Heero balançou a cabeça. "Não, Duo. Wufei vai me ajudar a resolver esse problema. Eu só tenho que aguentar firme. Vai ficar tudo bem.

Foi a vez de Duo balançar a cabeça. "Que merda, Yuy! Estou preso no sistema a vida toda. Não pode confiar que eles vão fazer a coisa certa."

O líder se afastou e se sentou na cama, colocando as mãos na cabeça. Parte dele acreditava em Duo. A acusação de assassinato seria difícil de contradizer. Na pior das hipóteses, seria o fim da linha para ele. E fugir de tudo para começar uma vida com Duo era tentador.

Mas então imaginou como seria essa vida. Teriam de estar sempre fugindo... sempre se escondendo... e não teriam um momento de sossego. E o sonho de frequentarem a Academia ficaria no passado. Não haveria volta uma vez que tomassem esse caminho.

Quando percebeu que amava Duo, Heero soube que queria algo melhor para o amado... algo melhor do que as ruas, uma vida se escondendo e roubando. Não queria jamais que o seu lindo namorado precisasse procurar comida em latas de lixo. E Duo trabalhara tanto, conquistara tanto no treinamento, que Heero não conseguia suportar a ideia de ele jogar tudo para o alto.

Ergueu o rosto quando sentiu o peso afundar o colchão ao seu lado da cama. "Vamos, Heero. Não dá para hesitar agora. Não temos muito tempo.

"N-não posso," por fim, suspirou o rapaz de L1. Encarou os olhos índigo. "Não quero passar o resto da vida fugindo, Duo," repetiu. "Quero passar o resto da vida com você."

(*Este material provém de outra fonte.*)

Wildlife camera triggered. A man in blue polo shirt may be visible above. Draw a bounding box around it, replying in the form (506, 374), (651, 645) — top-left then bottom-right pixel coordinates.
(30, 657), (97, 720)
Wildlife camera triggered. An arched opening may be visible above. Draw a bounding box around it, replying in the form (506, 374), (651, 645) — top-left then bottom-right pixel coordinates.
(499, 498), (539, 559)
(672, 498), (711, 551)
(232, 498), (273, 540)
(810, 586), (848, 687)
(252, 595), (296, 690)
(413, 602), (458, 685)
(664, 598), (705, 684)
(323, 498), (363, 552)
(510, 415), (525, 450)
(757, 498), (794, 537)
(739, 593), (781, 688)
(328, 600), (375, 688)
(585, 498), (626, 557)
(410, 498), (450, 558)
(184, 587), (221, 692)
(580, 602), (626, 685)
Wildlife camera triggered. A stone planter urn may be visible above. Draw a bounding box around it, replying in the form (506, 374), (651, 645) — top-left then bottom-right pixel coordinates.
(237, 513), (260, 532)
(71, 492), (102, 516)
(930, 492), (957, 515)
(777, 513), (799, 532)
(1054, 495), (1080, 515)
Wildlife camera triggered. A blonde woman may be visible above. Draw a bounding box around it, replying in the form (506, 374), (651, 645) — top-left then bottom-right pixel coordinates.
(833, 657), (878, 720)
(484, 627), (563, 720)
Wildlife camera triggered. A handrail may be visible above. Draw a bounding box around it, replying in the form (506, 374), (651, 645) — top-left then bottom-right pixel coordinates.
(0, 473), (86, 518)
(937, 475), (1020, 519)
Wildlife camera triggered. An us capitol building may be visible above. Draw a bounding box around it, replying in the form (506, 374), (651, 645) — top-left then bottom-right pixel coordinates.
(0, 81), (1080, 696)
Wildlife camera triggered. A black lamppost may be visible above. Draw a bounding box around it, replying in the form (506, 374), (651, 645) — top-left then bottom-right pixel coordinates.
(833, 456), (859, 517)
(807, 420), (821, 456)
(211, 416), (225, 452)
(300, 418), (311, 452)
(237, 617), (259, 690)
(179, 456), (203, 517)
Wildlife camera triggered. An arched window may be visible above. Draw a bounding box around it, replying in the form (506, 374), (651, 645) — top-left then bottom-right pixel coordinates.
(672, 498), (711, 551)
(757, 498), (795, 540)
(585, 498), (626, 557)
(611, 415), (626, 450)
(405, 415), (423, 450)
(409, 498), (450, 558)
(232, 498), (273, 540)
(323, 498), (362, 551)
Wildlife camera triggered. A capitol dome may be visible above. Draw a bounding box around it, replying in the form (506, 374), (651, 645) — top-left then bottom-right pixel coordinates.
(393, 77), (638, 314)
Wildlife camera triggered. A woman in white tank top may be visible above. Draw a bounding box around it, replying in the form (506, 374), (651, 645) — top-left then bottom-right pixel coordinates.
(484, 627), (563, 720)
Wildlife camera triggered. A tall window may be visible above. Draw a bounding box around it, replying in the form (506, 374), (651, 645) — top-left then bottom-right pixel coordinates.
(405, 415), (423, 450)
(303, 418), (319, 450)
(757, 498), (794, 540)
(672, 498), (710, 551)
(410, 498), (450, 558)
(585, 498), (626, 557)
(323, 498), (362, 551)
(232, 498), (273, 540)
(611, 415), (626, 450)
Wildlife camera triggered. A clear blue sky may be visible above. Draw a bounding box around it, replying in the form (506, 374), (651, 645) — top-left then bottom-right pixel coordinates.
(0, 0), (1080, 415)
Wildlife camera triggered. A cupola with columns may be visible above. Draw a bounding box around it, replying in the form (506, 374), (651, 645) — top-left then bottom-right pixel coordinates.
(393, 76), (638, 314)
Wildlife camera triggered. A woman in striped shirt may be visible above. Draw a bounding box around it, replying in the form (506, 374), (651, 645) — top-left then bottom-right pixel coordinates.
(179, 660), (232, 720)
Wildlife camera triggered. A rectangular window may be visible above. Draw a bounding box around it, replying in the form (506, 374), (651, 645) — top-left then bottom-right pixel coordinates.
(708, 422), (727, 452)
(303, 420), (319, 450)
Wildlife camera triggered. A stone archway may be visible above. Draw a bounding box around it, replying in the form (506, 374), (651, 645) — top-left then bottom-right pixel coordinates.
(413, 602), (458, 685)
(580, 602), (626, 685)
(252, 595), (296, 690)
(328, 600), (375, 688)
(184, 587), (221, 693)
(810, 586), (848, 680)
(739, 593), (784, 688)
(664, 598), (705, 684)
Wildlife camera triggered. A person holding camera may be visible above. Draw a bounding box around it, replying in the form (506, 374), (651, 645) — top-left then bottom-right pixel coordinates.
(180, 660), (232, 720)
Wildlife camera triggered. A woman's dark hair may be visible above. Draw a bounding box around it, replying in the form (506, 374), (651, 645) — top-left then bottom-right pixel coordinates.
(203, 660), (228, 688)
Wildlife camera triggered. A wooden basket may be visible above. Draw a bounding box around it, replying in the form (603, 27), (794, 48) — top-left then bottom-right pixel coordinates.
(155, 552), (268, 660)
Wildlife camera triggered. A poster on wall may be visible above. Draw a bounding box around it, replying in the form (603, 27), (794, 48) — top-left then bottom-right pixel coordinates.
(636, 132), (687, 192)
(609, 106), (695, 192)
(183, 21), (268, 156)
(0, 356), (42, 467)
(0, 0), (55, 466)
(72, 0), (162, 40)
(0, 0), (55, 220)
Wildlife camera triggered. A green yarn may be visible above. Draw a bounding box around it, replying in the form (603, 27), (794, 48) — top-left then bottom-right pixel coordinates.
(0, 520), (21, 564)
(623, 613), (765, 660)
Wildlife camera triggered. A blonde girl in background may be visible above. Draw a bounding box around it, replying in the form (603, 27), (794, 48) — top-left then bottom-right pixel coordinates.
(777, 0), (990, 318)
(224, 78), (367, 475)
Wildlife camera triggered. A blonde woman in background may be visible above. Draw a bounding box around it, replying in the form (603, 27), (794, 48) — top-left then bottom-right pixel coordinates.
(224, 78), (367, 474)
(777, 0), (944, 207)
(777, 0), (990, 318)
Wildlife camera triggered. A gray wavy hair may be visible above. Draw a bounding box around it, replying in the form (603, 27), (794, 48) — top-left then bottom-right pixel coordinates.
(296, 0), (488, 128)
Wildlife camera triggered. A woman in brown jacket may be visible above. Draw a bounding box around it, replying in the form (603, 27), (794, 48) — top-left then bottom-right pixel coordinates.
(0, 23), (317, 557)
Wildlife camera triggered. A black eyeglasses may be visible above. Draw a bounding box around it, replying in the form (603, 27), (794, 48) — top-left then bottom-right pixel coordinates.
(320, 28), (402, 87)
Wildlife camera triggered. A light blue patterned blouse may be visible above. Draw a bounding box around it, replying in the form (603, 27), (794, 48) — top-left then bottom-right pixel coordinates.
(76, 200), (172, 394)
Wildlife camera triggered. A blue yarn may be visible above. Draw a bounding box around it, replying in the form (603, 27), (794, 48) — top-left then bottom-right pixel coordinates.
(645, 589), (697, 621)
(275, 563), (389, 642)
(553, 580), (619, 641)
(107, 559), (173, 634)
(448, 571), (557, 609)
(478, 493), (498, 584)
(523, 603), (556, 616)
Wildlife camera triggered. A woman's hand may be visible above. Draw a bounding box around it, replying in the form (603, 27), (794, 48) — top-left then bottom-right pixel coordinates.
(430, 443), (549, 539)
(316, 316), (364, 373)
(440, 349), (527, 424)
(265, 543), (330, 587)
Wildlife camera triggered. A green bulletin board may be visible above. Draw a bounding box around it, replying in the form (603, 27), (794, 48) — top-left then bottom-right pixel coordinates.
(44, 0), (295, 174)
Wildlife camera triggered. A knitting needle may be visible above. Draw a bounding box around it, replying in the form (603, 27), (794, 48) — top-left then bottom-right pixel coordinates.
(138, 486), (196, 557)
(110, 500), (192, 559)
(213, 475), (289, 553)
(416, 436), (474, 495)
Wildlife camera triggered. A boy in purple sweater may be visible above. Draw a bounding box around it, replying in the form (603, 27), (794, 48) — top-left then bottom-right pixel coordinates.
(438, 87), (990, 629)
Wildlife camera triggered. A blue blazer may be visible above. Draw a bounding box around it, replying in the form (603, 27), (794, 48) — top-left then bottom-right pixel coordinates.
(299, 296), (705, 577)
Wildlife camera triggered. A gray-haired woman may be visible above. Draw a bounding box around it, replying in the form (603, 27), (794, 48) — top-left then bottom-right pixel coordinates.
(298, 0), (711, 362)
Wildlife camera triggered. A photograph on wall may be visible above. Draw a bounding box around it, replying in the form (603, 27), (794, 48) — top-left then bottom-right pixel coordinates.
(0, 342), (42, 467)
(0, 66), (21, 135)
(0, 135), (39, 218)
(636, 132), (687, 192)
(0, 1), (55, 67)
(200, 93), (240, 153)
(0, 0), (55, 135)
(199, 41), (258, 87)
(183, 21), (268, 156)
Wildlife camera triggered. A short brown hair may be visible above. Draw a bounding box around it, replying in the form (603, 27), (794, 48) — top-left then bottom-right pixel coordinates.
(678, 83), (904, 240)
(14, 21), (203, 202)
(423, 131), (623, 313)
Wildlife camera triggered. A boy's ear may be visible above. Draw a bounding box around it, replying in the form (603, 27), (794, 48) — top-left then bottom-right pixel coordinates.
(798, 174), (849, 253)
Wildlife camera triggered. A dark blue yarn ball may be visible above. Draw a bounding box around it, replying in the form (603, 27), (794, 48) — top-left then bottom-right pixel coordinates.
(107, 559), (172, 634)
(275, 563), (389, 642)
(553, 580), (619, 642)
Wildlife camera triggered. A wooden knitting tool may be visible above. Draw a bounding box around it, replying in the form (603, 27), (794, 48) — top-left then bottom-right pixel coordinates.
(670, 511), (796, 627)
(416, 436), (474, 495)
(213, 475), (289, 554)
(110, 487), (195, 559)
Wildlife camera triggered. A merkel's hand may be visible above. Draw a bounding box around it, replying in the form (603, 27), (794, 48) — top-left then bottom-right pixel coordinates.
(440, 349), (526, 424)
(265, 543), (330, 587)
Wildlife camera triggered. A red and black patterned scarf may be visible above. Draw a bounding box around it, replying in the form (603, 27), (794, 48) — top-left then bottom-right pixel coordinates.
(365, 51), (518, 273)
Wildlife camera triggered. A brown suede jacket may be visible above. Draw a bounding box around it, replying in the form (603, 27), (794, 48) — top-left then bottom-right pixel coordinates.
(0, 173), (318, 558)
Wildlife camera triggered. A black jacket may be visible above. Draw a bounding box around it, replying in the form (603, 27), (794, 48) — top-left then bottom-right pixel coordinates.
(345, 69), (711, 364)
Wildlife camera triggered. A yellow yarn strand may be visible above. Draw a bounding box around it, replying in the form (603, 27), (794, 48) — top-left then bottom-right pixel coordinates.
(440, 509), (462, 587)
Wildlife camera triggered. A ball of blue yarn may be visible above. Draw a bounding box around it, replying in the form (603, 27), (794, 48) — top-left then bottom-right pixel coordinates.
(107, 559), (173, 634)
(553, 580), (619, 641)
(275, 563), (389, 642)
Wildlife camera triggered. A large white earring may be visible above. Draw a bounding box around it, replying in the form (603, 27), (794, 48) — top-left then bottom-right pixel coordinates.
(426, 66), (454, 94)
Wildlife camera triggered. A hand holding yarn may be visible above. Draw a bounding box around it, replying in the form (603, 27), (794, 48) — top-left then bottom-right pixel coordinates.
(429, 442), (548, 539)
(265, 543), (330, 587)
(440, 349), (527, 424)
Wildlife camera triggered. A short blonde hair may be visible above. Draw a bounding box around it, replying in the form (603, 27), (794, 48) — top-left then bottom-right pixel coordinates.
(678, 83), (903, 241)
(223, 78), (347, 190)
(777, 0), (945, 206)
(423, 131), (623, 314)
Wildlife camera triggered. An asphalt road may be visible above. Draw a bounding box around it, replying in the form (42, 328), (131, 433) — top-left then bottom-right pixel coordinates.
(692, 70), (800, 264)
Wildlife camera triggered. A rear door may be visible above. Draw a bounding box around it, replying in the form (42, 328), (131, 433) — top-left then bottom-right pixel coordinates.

Os olhos de Duo se arregalaram quando percebeu a implicação da afirmação. "C-comigo?"

"É, com você. E sem precisar fugir das autoridades… sem precisar viver nas ruas." Heero acariciou os braços de Duo, puxando-o para perto. "Você merece ser livre—ter aquele recomeço pelo qual estamos nos esforçando tanto. Não vou te deixar jogar tudo pro alto. Não vou jogar fora. Temos que fazer isso do jeito certo... do jeito legal... para não passarmos o resto da vida olhando por cima do ombro com medo."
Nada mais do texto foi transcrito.